LAST CHANCE GAS – Part III
Universal
Media Syndicate
TITAN – The final chapter in the mysterious
saga of the missing E.S. Armstrong
has yet to be written. The vessel is out there somewhere beyond the human
boundary: that much is known. Whether the ship is crippled and adrift in the
emptiness of deep space, wrecked upon the barren surface of an asteroid,
suffered a collision with a meteor or has met some other unpredictable fate
remains a topic of pure speculation. On Earth, far-fetched alien conspiracy theories,
so much a symptom of this age of exploration, abound. Here on Titan, the Armstrong’s last port of call, there is
a firm yet quiet faith that she must one day come home.
There is a palpable sense of relief in the
filtered, recycled air of the Last Chance Gas complex when the E.S. Champlain touches down. One of
their own, like the prodigal wanderer of myth, has successfully returned from
an extended mission in the great void. The Champlain
is inbound, stopping on Titan for refueling and maintenance before undertaking
the next leg of the relay back to Earth. The hulking hull of the ship fills in
all of the gaps in the refinery’s lattice pattern of scaffold and piping, its
ovular shape suggesting an ancient dirigible, one of humankind’s original airships.
The 16-wheeled accordion crew shuttles have
begun splashing through the relentless green methane rain from the landing pad
and disgorging their riders. The Last Chance Gas mess hall is filling up. The
atmosphere above the long picnic-style tables and benches is thick with gree-gree vapour and fluids flying from
toasted drinks. The video bulwarks flick a moiré pattern of real time Titan
data (the weather among other things is always a concern), entertainment shorts
and advertisements for goods and services which may only be had closer to
Earth. The noise is akin to an idling rocket motor. The scene is a celebration,
a tacit reminder that despite all of the progress and technological leaps,
human life is frail and at great risk in these merciless and distant environs.
Champlain Commander Alicia Yuan has been around. “But only if you’re talking
about the solar system,” she laughs. She is sitting with Last Chance Gas
proprietor Jimmy Singh and Grant Turnbull, the refinery’s overseer. The trio
has known each other for years, ever since Singh opened a night club on the
First Martian Colony. “I remember The Brass Tiger well,” says Yuan. “It was
notorious. But what happened at The Brass Tiger stays at The Brass Tiger.”
There is an aura of exclusivity to the reunion, interlopers are welcome but
will always remain outsiders. The jokes and japes are fast and furious. “I’ll
tell you this much,” Yuan shouts above the din, “Jimmy likes me better outbound
because that means I’m carrying a cargo of goodies for him. Grant likes me
better inbound because it means he gets away from Jimmy for a well deserved
holiday.”
The talk soon turns serious, as it must and
then to the fate of the Armstrong, as
it will. The space travel relay system is innovative in its simplicity. Starships
journey in stages from fuel point to fuel point. Titan is the end of the line
or figuratively, the ends of the Earth. An outbound vessel from Singh’s Last
Chance Gas will eventually near mission critical, the point of no return. The
trouble is, mission critical is not an absolute U-turn co-ordinate on what may
be an incomplete navigational chart.
“Ships’ ranges vary,” says Turnbull. “Once
you’ve reached Titan and you’ve off-laden all of your cargo, you’re able to
carry that much more fuel.”
“(Armstrong
Commander) Yannick Saul was no cowboy,” Yuan maintains. “We trained together
and he knew his ship, every O-ring and rivet, knew its limits.”
Singh adds, “I’m a businessman, not a
scientist.
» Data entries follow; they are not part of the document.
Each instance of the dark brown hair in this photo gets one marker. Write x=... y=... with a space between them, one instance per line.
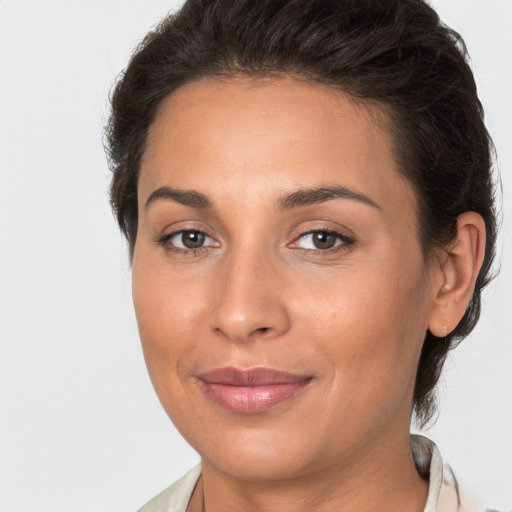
x=394 y=52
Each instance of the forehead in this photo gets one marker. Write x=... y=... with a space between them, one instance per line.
x=226 y=135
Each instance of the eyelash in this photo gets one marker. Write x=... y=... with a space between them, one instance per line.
x=346 y=242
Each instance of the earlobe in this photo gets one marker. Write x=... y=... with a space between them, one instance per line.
x=459 y=270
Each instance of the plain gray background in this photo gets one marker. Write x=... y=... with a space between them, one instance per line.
x=80 y=427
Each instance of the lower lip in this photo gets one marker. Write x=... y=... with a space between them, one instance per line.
x=252 y=399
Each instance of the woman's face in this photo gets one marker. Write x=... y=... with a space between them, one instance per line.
x=279 y=284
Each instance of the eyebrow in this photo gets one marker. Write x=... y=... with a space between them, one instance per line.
x=299 y=198
x=309 y=196
x=190 y=198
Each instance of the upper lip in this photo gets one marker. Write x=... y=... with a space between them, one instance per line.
x=230 y=376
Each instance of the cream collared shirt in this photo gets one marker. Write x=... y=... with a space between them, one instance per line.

But I can tell you that whatever the laws of astrophysics are, none
of which I pretend to understand, weird things happen to time and distance out
here. It’s possible the Armstrong
communicated a distress signal. It may take years to reach us.”
Oddly for a perfect vacuum, space is full
of noise. There is a constant background of static believed to be an echo of
the Big Bang, the universe’s creation. Primitive radio waves and even beams
from long ago extinguished sources of light become bent and distorted, knotting
themselves into the pulsing fabric of the unknown. Nothing ever vanishes.
“Foo fighters,” Yuan says, using a phrase
coined by 20th century aviators to describe strange atmospheric
phenomena. But so far only silence from Commander Yannick Saul and the E.S. Armstrong throughout the white
noise of the galaxy. “Whatever my mission is, whatever any Earth Ship mission
is, we all have standing orders to locate and if possible, rescue the Armstrong.” Yuan stands up; her ship
requires its Commander. “If it was the Champlain
lost out there, my ship, I know Yan would be all over it.”